PSCA polymorphisms and gastric cancer susceptibility in an eastern Chinese population.

Abstract

The prostate stem cell antigen (PSCA) gene, which encodes a prostate-specific antigen (PSA), was identified as a gene involved in cell adhesion and proliferation. The associations between the PSCA rs2294008 and rs2976392 single nucleotide polymorphisms (SNPs) and gastric cancer (GCa) susceptibility were still controversial. To derive a more precise estimation of the associations, we conducted a case-control study of 1,124 cases and 1,192 controls in an eastern Chinese population.
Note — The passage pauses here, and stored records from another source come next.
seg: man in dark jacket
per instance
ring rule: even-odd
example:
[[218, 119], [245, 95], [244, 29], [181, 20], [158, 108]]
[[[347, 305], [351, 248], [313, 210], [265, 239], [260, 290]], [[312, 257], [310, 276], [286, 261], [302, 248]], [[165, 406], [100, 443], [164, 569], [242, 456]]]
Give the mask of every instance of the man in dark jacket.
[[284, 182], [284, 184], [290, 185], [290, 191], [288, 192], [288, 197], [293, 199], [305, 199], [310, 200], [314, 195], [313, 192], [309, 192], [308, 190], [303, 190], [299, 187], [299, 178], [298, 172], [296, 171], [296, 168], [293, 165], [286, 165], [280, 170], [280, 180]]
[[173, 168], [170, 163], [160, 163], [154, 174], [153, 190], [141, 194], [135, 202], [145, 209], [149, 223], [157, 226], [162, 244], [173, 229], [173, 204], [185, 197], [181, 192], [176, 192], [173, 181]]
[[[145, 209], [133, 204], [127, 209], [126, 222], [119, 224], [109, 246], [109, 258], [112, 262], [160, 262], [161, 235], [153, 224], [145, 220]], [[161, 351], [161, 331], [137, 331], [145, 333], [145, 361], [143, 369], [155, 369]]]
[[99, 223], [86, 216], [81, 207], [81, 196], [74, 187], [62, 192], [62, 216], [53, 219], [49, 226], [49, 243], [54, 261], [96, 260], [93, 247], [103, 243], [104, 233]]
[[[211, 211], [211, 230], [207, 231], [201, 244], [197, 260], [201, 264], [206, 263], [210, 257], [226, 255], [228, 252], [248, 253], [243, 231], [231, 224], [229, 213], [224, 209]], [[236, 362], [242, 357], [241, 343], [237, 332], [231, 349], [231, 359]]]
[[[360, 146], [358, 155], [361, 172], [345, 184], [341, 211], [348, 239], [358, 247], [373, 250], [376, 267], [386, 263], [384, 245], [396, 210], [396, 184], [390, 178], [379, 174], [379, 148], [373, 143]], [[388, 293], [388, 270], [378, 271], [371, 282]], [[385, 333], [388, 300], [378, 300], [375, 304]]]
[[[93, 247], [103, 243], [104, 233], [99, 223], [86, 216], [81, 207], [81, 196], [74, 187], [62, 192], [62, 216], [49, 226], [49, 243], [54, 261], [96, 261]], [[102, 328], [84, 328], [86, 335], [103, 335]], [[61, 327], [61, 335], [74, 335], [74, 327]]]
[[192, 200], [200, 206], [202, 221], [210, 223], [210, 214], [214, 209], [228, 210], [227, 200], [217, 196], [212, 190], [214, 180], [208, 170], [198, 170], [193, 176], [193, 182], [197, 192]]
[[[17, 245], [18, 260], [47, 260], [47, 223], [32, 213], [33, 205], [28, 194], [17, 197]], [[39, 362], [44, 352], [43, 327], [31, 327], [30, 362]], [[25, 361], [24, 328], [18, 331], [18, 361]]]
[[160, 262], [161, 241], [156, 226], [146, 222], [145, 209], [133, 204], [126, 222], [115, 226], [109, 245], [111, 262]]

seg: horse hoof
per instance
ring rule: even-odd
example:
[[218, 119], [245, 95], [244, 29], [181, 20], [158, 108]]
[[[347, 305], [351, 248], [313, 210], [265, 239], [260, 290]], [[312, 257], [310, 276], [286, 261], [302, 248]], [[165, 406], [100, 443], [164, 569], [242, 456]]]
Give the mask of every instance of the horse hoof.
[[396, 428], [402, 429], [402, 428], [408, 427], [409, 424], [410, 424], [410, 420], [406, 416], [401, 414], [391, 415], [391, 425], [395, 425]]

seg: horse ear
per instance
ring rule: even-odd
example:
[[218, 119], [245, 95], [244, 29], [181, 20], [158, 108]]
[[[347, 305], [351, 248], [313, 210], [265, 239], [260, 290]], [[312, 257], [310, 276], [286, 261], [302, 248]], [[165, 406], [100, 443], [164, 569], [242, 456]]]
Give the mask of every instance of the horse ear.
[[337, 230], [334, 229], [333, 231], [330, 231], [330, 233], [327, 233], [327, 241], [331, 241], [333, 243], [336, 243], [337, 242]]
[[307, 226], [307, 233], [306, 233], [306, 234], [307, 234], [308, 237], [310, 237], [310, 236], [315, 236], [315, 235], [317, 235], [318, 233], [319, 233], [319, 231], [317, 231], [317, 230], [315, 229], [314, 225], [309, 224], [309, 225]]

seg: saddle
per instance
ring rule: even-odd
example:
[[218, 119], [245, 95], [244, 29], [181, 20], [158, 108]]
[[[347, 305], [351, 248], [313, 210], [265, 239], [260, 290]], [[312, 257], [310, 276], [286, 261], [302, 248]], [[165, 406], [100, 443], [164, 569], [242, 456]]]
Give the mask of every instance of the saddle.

We found that the rs2294008T variant genotypes were associated with an increased GCa risk in this study population (CT vs CC, OR=1.59, 95% CI=1.33-1.89 and CT+TT vs CC, OR=1.38, 95% CI=1.17-1.62). For SNP rs2976392, the variant A genotypes were also associated with an increased GCa risk (AG vs GG, OR=1.61, 95% CI=1.35-1.91 and AG+AA vs GG, OR=1.47, 95% CI=1.25-1.74). The results were further validated by a meta-analysis. In conclusion, the results indicated that the PSCA rs2294008 T and rs2976392 A alleles were low-penetrate risk factors for GCa in this study population. However, large and well-designed studies are warranted to validate our findings.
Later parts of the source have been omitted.